The World Refugee Crisis: A Long View
Department:WWS Office of Public Affairs and Communications
Audience:Open to the Public
Co-sponsored with the Ferris Seminars in Journalism and the Seeger Center for Hellenic Studies, with the support of The Paul Sarbanes ‘54 Fund for Hellenism and Public Service.
The Pulitzer Prize-winning photography of Reuter’s photojournalist Yannis Behrakis brings to life the courage and suffering of the refugee crisis. For more than 30 years, Behrakis has been documenting the flow of refugees and migrants all over the world, winning the Pulitzer for his work on the Greek refugee crisis in 2015. That year, migrants began arriving on the shores of his homeland via small dinghies, and he photographed their strife—from Iranian migrants on hunger strikes to Syrian refugees struggling to swim to shore while carrying their small children.
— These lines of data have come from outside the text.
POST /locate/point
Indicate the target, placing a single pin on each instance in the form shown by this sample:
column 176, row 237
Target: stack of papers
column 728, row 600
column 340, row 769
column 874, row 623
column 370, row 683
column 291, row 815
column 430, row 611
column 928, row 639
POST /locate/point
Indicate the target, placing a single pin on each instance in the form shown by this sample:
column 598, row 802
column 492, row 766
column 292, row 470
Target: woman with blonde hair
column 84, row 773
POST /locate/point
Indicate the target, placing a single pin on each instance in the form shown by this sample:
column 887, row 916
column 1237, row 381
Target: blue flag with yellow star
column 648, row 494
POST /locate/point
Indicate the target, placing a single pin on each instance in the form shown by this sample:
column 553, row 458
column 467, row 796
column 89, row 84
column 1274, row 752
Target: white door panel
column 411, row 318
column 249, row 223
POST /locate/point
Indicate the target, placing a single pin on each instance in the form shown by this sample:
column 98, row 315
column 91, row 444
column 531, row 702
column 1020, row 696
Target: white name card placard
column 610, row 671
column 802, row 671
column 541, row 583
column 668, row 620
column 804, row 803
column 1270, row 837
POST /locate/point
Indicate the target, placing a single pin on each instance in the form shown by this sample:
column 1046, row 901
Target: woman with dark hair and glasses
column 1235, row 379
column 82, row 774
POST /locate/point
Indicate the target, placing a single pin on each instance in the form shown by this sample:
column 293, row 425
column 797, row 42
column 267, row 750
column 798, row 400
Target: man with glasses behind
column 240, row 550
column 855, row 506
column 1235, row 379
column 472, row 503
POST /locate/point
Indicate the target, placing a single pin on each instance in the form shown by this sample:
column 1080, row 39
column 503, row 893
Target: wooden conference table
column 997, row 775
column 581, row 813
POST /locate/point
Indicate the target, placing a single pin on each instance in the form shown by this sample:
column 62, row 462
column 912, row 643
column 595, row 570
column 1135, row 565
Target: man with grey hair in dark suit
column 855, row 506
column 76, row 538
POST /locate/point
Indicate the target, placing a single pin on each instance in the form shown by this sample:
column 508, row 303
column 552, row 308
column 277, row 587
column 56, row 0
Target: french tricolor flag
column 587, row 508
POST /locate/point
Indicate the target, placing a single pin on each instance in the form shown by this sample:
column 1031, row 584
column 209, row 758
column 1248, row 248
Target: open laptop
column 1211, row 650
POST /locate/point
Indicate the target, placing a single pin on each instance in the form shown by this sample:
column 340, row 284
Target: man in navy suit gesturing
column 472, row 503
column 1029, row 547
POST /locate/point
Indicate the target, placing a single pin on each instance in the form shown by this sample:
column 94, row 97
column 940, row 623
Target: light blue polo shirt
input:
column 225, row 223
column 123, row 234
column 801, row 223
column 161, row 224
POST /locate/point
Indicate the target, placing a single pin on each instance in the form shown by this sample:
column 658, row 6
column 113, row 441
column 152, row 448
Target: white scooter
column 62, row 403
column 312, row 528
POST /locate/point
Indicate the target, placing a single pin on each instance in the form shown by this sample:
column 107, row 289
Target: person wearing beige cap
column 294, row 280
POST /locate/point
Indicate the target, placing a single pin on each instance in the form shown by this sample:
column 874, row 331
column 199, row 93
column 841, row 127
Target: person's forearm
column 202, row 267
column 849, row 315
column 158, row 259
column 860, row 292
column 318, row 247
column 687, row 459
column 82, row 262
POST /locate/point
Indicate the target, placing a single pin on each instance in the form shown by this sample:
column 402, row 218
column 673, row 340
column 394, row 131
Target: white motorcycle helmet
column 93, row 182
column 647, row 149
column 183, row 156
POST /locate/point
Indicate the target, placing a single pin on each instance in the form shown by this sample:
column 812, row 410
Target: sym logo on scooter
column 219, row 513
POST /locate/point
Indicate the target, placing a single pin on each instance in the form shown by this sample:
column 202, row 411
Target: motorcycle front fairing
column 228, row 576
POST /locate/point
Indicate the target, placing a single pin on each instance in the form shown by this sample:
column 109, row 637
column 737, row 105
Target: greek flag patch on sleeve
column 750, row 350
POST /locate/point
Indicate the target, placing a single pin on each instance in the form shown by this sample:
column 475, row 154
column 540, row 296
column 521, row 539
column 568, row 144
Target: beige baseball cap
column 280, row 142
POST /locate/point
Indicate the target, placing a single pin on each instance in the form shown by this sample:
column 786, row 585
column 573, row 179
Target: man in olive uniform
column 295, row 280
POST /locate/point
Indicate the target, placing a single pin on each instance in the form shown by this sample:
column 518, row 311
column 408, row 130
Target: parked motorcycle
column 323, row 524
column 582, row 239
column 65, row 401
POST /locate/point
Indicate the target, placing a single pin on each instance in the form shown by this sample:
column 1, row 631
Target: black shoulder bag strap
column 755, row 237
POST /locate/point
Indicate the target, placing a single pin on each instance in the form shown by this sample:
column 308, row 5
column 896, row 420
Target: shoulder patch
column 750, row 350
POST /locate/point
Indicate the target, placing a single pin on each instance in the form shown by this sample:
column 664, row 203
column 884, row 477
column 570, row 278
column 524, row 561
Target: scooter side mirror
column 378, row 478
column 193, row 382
Behrakis will join an expert panel to discuss the global refugee crisis on Thursday, Sept. 28, at 4:30 p.m., in Robertson Hall’s Arthur Lewis Auditorium.*The discussion, titled “The World Refugee Crisis: A Long View,” will coincide with the Bernstein Gallery art exhibit by the same name featuring his photos. A reception in the gallery will follow the discussion.
Joining Behrakis are:
Deborah Amos, the Ferris Professor of Journalism and visiting lecturer in the Humanities Council at Princeton University. She covers the Middle East for NPR News and is a member of the Council on Foreign Relations.
Rafaela Dancygier, associate professor of politics and international affairs at Princeton’s Woodrow Wilson School of Public and International Affairs. Her work examines the domestic consequences of international immigration, the political incorporation and electoral representation of immigrant-origin minorities, and the determinants of ethnic conflict.
Joseph Stephens, the Ferris Professor of Journalism in Residence and lecturer in the Humanities Council at Princeton University. He is an investigative journalist for The Washington Post and has written extensively on political corruption, the war against terrorism, and Afghan reconstruction, among other topics.
Moderator Stanley N. Katz, lecturer with the rank of professor of public and international affairs; director, Center for Arts and Cultural Policy Studies, Princeton University.